As part of the 2019 update of Indiana’s Multi-Hazard Mitigation Plan, the Polis Center at IUPUI performed a number of spatial analyses to determine the risk of various natural hazards affecting the state.

Figure 1: 100-year flood illustration example

For flood, earthquake, and tornado analysis, the Polis Center uses FEMA’s HAZUS-MH software to estimate the impact of these hazards. In order to obtain more accurate results, Polis uses the state’s Real Property Tax Assessment Data provided by the state’s Department of Local Government Finance (DLGF) and available from IndianaMap.

When providing our own assessment data, instead of using out-of-the-box values, the HAZUS software accepts only point locations. In the past, the Polis Center used parcel centroids. However, these often do not represent the locations of structures that would be affected, especially in the case of a 100-year flood (See Figure 1). In June 2018, Bing  released building footprints for the United States, including over 3 million structures for Indiana. These structures were created in an automated fashion through the use of machine learning and were released as open data, meaning anyone could use it. Polis staff quickly saw that this dataset could help increase the accuracy of our analysis.

The DLGF data has a hierarchical structure with the PARCEL record as the parent record, followed by LAND and IMPROVE records. Polis needed information from the PARCEL, IMPROVE, DWELLING, and BUILDING tables to provide HAZUS with the information it needs to perform the analysis. This includes square footage of the structure, number of floors, years built, foundation type, and more.

After investigating both Bing’s and DLGF’s datasets, Polis settled on associating DLGF assessor information to the largest building within each parcel. This is because it is not possible, at this time, to associate specific improvement records to individual buildings. While we realize that the largest building will not always be representative, we felt it was the best solution considering the available data and would be an improvement over the use of a parcel’s centroid.

Figure 2: Bing building footprint example

Bing’s building footprints did not always match up with parcel boundaries, so an initial “intersect” of the parcels and buildings was necessary to split up buildings overlapping multiple parcels. For example, in Figure 2, the building overlaps four parcels and a sliver of a fifth. In Google Street View, you can see that in reality, this should be represented as four separate buildings.

Once the building footprints were intersected with the parcels, their centroid coordinates and area were added as attributes. The data was then loaded into SQL Server Express in order to quickly identify and keep only those largest buildings within a parcel, as it was much easier to perform this query using SQL. The following table provides the building footprint count during the process.

Once the cleaned building centroids were available, the identifier of the parcel in which each building was located was added as an attribute. This allowed us to extract the necessary DLGF data and associate it with each building point. We then used a combination of 8 FME scripts to massage the data in order to provide HAZUS with a compliant dataset for analysis.
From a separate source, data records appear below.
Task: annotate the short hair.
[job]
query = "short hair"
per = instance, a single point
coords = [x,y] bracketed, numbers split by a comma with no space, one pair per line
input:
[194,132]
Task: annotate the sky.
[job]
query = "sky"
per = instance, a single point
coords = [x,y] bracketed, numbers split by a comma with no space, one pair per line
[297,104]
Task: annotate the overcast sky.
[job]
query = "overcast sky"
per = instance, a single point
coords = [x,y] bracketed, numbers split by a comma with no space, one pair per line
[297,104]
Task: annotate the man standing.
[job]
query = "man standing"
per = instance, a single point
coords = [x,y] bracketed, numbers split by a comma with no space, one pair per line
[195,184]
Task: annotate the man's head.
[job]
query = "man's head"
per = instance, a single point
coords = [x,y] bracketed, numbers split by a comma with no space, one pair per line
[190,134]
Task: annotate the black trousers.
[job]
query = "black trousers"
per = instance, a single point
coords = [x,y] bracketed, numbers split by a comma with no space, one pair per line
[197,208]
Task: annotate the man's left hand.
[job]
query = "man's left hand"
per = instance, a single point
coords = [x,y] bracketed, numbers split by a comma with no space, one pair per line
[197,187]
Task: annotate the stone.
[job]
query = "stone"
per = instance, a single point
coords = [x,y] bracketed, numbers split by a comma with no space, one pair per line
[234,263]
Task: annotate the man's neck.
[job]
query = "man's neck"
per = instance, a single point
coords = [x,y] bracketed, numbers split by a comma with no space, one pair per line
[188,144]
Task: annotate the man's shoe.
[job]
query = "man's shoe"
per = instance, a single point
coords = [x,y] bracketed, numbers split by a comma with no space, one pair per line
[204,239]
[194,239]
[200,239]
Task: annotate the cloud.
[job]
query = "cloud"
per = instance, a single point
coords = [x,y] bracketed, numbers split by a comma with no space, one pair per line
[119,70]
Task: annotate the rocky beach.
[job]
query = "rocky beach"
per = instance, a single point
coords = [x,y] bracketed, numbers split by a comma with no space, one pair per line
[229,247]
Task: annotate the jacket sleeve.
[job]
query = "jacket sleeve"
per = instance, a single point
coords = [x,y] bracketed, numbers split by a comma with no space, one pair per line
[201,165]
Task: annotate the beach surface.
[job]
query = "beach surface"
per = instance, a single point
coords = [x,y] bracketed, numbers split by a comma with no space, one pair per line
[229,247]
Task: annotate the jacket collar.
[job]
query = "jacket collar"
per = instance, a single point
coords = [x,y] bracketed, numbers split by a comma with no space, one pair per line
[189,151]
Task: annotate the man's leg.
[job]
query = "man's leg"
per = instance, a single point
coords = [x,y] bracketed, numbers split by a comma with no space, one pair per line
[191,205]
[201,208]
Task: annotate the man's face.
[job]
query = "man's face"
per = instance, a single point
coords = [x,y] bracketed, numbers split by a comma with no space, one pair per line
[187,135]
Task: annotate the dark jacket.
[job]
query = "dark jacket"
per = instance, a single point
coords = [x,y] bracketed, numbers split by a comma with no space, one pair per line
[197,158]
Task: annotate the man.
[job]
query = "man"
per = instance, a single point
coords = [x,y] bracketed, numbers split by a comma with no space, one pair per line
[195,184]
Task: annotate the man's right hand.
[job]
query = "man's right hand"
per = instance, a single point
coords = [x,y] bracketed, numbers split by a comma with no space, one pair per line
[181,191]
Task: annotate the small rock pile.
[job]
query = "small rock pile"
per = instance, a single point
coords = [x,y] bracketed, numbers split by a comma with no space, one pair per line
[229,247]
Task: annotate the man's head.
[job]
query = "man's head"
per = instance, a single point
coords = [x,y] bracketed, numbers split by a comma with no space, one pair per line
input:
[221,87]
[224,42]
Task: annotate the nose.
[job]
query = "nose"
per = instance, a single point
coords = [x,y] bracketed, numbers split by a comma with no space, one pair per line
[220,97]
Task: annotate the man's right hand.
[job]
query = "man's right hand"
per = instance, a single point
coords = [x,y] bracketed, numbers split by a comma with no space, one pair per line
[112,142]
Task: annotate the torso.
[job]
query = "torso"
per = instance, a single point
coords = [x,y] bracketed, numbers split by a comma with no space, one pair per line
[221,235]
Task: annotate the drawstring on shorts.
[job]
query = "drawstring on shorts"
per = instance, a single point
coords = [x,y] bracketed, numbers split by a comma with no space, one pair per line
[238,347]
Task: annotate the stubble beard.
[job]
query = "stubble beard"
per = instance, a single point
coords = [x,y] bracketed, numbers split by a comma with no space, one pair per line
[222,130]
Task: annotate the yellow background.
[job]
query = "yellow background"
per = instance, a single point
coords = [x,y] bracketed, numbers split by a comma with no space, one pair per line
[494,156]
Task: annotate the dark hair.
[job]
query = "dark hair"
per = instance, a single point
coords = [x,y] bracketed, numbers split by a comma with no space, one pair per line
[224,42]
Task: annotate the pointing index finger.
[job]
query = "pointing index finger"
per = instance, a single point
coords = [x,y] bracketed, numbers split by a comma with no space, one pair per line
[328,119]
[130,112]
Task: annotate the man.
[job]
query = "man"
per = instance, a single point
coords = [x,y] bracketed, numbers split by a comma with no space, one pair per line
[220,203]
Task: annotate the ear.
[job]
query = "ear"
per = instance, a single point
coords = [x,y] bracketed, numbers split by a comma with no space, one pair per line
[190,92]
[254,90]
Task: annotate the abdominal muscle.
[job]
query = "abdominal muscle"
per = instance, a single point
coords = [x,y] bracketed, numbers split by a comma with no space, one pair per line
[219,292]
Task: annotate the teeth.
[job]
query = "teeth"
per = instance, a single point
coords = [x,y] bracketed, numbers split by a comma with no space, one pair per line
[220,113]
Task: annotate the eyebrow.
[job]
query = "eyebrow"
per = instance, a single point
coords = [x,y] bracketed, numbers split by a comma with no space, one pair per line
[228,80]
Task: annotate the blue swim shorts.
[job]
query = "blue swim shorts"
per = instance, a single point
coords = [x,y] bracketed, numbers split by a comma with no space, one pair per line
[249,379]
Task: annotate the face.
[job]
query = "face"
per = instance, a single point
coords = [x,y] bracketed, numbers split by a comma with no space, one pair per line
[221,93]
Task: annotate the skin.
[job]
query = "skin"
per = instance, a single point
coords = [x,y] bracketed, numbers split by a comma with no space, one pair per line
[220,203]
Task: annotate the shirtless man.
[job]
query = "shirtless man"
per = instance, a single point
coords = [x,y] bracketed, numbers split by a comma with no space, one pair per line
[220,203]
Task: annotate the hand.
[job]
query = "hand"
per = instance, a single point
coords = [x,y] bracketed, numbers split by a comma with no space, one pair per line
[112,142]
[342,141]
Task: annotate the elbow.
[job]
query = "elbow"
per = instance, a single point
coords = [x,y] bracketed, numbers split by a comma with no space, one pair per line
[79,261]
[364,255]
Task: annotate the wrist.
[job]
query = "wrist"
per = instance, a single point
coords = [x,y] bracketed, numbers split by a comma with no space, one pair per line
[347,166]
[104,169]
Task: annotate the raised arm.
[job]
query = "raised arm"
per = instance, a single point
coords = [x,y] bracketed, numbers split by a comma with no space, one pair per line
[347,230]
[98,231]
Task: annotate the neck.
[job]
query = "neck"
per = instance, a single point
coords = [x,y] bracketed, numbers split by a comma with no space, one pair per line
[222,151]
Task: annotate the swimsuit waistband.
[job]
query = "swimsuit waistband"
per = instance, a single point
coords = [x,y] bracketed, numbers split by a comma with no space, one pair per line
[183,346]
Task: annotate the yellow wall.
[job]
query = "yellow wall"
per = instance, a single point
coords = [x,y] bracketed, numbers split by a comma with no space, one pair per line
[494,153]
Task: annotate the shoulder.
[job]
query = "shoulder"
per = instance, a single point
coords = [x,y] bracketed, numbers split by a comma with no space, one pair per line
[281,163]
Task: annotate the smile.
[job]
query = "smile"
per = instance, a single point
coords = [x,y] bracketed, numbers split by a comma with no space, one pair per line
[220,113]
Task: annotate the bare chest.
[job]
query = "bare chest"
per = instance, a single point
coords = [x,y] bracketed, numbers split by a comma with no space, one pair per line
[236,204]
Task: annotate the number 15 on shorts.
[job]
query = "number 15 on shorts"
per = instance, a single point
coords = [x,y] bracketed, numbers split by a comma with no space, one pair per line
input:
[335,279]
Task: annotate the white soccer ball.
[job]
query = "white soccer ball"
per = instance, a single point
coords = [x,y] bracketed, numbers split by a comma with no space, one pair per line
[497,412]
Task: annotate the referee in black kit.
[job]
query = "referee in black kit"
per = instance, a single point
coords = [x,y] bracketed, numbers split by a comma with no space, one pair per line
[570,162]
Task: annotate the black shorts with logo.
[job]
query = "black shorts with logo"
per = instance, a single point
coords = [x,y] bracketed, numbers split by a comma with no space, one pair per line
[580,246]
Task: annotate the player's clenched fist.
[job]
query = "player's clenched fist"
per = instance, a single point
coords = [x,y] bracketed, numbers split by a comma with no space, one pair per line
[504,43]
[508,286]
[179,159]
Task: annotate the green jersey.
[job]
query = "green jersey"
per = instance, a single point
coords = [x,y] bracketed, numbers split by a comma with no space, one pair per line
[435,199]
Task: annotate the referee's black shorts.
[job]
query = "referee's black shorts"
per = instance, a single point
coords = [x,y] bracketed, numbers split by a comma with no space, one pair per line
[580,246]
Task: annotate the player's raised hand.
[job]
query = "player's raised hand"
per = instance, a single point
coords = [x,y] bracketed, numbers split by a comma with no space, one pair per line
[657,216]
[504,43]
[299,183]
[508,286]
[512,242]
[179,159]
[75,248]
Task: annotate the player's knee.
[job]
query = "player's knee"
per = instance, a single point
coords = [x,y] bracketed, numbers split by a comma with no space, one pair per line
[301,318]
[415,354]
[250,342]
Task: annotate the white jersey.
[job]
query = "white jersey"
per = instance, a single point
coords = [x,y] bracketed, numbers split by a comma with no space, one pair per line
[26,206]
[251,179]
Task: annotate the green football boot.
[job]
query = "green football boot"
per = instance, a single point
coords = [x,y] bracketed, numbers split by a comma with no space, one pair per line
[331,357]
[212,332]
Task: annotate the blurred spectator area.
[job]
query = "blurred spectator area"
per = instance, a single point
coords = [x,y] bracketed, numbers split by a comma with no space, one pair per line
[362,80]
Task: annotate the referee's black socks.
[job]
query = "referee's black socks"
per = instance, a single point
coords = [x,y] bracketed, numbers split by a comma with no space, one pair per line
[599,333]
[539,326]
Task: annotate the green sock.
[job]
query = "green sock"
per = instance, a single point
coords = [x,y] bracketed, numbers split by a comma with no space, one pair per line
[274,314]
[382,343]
Unfortunately, the data processing was very time-consuming. After a few tests, the statewide data was divided into 37 groupings as we found that this provided not only manageable processing sizes but also provided a more efficient way to QC the resulting data. In order to not spend weeks pushing these 37 data groupings through 8 FME scripts, and to avoid user error, the process was automated. To do so, we determined that each FME script could be called in a command prompt. All that needed to be done was updating the FME script’s path and inputs/outputs. The command prompt syntax is available within FME upon running the tool.

Figure 3: FME script example

Now that the processing was automated, it could be run overnight and during weekends, without requiring our analysts’ precious time. Had we not automated the process as much as we had, it would have taken our team much more time, as well as many nights and weekends, to obtain the data. Overall, we were very happy with the results and hope to make it even better in the future.